O projecto é assim, aparentemente, desenvolver uma concepção da acção divina especial (acção para lá da criação e da preservação) que não envolva intervenção. Mas o que seria a intervenção na imagem da mecânica quântica? Não é fácil dizer. Na verdade, não é fácil ver como a intervenção poderia ser diferente da acção divina para lá da criação e da preservação. Contudo, se não há qualquer diferença entre elas, a acção divina especial seria apenas intervenção, caso em que o projecto de desenvolver uma concepção da acção divina especial que não envolva intervenção não é promissora.

Mesmo assim, uma terceira área de alegado conflito entre a crença religiosa e a ciência tem a ver com as diferentes atitudes epistémicas associadas a cada uma delas. Eis, por exemplo, John Worrall:

“A ciência, ou antes, a atitude científica, é incompatível com a crença religiosa. A ciência e a religião estão num conflito irreconciliável […] Não há maneira de ter uma mentalidade apropriadamente científica e ser um verdadeiro crente religioso.” (Worrall 2004, p. 60).

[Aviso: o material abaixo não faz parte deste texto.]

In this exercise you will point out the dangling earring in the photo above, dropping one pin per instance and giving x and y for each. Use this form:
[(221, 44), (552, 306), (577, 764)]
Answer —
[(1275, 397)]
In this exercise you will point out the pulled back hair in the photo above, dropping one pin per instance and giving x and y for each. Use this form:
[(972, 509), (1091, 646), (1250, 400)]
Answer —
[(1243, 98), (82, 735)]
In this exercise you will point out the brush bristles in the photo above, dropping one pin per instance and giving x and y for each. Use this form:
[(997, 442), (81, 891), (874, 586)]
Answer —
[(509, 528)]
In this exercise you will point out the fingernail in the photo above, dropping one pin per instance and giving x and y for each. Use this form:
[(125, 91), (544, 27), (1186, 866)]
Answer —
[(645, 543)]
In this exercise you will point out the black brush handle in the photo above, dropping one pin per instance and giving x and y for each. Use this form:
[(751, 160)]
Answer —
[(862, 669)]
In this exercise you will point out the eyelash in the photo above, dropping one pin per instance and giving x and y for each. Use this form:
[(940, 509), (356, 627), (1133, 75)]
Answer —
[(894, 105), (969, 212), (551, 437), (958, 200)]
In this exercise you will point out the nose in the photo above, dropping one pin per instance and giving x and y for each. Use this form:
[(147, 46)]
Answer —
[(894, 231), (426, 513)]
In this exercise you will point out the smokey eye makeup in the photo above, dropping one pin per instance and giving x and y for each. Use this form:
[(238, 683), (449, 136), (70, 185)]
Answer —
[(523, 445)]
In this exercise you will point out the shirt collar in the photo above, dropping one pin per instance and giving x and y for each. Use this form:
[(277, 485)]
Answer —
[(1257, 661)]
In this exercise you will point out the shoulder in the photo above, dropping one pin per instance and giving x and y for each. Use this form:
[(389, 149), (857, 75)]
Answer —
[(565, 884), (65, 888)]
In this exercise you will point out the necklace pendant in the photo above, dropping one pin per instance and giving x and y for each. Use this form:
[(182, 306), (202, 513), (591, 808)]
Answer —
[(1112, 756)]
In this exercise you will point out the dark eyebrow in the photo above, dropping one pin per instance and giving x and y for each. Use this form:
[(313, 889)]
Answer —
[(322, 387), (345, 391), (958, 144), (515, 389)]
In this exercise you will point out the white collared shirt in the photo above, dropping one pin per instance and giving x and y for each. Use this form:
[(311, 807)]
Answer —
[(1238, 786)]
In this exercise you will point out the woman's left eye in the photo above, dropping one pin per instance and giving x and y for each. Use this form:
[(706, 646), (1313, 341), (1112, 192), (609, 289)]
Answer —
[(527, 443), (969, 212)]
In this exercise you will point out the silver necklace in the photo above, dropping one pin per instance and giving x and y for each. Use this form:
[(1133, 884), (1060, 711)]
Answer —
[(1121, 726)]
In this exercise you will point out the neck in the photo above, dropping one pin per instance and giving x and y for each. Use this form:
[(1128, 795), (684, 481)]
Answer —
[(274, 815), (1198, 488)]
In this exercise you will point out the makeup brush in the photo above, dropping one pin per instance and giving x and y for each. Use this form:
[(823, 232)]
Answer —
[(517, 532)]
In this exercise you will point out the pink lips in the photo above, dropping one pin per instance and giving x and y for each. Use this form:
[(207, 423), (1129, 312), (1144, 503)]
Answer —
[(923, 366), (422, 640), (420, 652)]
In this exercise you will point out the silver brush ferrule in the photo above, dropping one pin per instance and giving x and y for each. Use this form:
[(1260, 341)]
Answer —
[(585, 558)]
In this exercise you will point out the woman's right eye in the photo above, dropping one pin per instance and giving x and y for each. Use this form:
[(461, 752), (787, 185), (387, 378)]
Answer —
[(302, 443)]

Na ciência, a atitude epistémica dominante (segundo esta tese) é a investigação empírica crítica, propondo teorias que são sustentadas hipotética e temporariamente; estamos sempre dispostos a abandonar uma teoria a favor de uma sucessora mais satisfatória. Na crença religiosa (e.g., cristã), a atitude epistémica da  desempenha um papel importante, uma atitude que difere tanto quanto à fonte da crença em questão, como na disponibilidade para a abandonar.

Outros autores (Ratzsch, 2004), contudo, fazem notar que não há aqui obviamente um conflito. É claro que essas duas atitudes são diferentes, e talvez não possam ser assumidas simultaneamente com respeito à mesma proposição. Mas mostra isso um conflito entre a ciência e a crença religiosa? Talvez alguns modos de formar crenças sejam apropriados numa área e outros modos noutras áreas. Para que tenhamos um conflito, temos de acrescentar que a atitude epistémica científica é a única apropriada a qualquer área de actividade cognitiva. Esta tese, contudo, não é em si parte da atitude científica; é uma declaração epistemológica, a favor da qual se exige argumentação substancial (mas que até agora não é visível). Além disso, não parece que os próprios cientistas assumam a atitude epistémica científica (acima caracterizada) com respeito a tudo o que acreditam, ou mesmo com respeito a tudo o que acreditam como cientistas. Assim, é comum que os cientistas acreditem que houve passado, e na verdade dizem-nos muitas vezes há quanto tempo a Terra, ou a nossa galáxia, ou até o universo inteiro, se formou. Os cientistas raramente sustentam esta crença — que houve passado — em resultado da investigação empírica; nem comummente a sustentam desse modo hipotético, crítico, procurando sempre uma alternativa melhor.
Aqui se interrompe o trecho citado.